The Rational Optimist
How Prosperity Evolves
By Matt Ridley
Fourth Estate, 438pp.
Reviewed: 26 June, 2010
I opened this book with some hope. The title offered a chance to be both optimistic and rational.
By the end of the book the gloom had been stirred, but not shaken. The welcome stir was Matt Ridley’s catalogue of our remarkable human history of adapting to great and unforeseeable problems, on every scale from the microbial to the global. We have also generated almost continuous growth in overall quality of life, across most of a multiplying global population.
Regrettably, Ridley’s arguments did not shake this reader’s view that the individuals of our species, given freedom of choice, too often choose to avoid the measurable, individual short-term pain that is needed for an immeasurable, collective long-term gain.
Ridley presents himself as a true believer that private enterprise and market forces are the only reliable engine of prosperity. A claim to be rational is always contestable. Ridley is really an optimistic neo-liberal, and his guru is Friedrich Hayek, the father of neo-liberal economics.

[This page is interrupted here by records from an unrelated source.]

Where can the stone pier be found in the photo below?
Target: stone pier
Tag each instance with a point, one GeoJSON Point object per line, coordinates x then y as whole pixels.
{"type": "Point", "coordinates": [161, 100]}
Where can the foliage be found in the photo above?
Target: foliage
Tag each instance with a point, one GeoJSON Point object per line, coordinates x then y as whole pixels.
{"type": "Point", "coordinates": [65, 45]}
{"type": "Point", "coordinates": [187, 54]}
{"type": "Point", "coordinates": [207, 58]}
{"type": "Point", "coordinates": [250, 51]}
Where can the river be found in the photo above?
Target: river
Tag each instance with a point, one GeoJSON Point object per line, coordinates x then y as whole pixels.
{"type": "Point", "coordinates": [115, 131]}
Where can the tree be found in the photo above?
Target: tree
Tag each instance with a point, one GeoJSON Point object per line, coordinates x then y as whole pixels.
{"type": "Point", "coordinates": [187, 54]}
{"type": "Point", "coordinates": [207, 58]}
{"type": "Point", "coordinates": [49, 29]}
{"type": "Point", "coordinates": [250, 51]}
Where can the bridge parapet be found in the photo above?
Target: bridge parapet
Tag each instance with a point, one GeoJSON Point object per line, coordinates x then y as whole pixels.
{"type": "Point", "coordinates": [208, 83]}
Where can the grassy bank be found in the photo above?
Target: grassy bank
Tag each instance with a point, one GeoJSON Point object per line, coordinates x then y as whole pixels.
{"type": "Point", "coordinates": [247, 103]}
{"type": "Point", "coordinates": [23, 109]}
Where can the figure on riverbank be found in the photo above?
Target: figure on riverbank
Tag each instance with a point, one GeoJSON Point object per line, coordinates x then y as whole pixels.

Ridley blames society’s failures on a very long list of human villains: chiefs, priests, poll-driven politicians, bureaucrats, financiers, professors, out-of-control militarists, privilege-seeking corporations and monopolists. All are described as “parasites” on the productivity generated by the hard-working makers and traders further down the social tree.
It can be confusing for a reader to work out how, if the role of government should always be minimized, then all these competing stakeholder interests are to be reconciled.
Ridley clearly states that the key to trust in markets lies in stable institutions backed by an accepted rule of law. But he doesn’t seem to trust anyone who might have the responsibility for generating, renovating or administering such institutions and laws.
In the end, Ridley pins his optimism on Hayek’s concept of “catallaxy”. He believes human intelligence will become more collective, and innovation will become more bottom up, thanks to the “dot-communism” of information exchange enabled by the Internet and allied communication ecologies. This will (probably) solve all challenges, if only the human “parasites” can be kept at bay.
This book needs to be read as a polemic. Facts and opinons are marshalled to support a rhetorical purpose rather than pretending to offer a balanced enquiry. I found enough instances of dubious attribution, or casual dismissal of effects on large populations, to stir my skeptical juices.
Richard Thwaites has worked with politicians, public servants and journalists.